Environmental Sciences   

Faculty focused on Environmental Studies conduct research in a wide variety of areas. The research they conduct is interdisciplinary in nature and nationally recognized. 

Students in the department are nearly always involved in faculty research projects and have found these experiences to be valuable in building career skills that help make them competitive in the job market.  Examples of past and current student-faculty projects include paleontological quantification and classification, examination of extraforal nectaries, excavating archeological sites on local historic properties, monitoring aquatic habitats in the Potomac River, and exploring ecological relationships in communities in succession.

Physical Sciences 

Astronomy has often been called "the original science", and is in fact one of the Seven Liberal Arts of classical education. The AstroPhysics Group is the research group made up of institutional faculty, staff, and students engaged in astronomical and astrophysical activities at Shepherd University. The Group is housed within the Shepherd University Institute for Environmental Studies. We have several ongoing research programs in cosmology, virtual reality, astronomy education, and historical astronomy. This research serves as the foundation of the Group, keeping us immersed in the dynamic fields of astronomy and astrophysics. Our continued publication and presentation activities in these fields keep our course offerings current and meaningful.

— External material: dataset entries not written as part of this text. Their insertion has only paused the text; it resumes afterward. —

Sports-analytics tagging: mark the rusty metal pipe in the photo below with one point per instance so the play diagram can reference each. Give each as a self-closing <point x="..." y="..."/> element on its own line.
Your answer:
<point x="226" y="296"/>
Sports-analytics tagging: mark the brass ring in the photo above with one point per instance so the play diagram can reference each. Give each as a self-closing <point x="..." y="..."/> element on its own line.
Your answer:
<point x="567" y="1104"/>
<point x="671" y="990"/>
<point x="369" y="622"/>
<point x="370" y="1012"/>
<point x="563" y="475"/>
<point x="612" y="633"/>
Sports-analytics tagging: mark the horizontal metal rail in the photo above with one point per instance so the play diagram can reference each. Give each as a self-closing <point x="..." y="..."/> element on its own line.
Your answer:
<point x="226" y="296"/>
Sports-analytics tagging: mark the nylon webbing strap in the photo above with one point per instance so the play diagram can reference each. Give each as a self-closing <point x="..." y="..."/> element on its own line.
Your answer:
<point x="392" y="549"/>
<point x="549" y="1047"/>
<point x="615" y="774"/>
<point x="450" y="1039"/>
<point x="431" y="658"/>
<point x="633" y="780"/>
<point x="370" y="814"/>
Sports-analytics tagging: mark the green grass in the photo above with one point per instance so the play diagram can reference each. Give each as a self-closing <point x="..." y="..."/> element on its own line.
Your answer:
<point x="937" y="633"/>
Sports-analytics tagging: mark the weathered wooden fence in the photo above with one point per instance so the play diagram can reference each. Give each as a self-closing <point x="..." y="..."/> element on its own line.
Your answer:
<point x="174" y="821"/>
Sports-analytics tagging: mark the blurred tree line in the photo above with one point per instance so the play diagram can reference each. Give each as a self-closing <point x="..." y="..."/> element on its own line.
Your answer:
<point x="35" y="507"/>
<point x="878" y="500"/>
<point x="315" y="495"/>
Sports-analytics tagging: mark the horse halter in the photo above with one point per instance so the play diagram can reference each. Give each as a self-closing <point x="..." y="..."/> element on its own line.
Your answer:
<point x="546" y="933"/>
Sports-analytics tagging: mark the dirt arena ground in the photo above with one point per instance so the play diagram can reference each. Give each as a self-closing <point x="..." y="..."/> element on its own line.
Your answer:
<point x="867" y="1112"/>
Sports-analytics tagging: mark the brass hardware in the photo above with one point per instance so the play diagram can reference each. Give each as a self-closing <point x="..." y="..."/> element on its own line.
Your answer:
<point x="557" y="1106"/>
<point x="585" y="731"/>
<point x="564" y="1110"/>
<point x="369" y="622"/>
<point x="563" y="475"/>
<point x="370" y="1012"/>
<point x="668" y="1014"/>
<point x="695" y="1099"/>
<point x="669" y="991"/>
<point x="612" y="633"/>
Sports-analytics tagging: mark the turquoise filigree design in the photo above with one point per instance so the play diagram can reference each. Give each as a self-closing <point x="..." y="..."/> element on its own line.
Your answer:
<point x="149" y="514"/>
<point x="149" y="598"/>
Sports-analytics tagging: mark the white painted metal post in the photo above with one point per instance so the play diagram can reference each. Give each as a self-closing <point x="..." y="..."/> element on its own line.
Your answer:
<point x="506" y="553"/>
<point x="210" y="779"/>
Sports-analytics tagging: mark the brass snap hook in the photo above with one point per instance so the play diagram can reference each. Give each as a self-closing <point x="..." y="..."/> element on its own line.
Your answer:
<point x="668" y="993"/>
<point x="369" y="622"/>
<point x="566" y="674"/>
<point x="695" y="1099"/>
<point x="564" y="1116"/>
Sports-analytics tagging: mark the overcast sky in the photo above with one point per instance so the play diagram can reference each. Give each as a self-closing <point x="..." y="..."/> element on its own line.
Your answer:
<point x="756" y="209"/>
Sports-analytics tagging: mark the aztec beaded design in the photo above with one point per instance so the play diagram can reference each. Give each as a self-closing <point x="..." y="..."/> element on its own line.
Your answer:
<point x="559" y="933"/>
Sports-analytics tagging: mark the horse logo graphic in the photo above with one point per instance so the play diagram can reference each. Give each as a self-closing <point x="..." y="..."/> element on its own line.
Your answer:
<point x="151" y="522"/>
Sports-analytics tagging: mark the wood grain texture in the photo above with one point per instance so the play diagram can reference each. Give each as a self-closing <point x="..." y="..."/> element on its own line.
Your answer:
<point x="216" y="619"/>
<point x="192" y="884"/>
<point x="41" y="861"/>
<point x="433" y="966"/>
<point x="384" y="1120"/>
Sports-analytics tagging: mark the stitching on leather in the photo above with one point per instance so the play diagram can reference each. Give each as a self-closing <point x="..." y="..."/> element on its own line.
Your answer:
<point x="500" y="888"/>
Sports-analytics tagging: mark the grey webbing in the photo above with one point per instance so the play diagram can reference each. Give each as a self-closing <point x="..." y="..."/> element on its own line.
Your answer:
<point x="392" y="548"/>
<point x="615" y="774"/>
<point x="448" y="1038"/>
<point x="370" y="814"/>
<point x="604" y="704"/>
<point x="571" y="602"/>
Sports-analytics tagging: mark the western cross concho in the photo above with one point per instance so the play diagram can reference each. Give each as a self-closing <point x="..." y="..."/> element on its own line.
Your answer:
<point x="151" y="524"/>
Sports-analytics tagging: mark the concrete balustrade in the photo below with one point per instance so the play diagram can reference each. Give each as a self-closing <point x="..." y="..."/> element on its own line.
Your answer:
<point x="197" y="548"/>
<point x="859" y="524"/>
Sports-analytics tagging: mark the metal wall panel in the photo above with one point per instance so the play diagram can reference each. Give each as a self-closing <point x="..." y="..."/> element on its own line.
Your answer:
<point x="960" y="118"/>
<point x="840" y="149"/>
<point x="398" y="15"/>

Biophysicists aim to study biological phenomena and systems using methods and principles traditionally utilized in the physical sciences. Ongoing biophysics research projects in the Institute include the use of computer models to study the dynamics of cellular signal transduction, the process by which stimuli are converted to cellular responses such as muscle contraction and electrical signals. Of particular interest is the role of calcium ions as intracellular messengers. The biophysics research initiatives in the Institute continue to inspire novel ways of integrating biologically relevant topics into the undergraduate physics curriculum.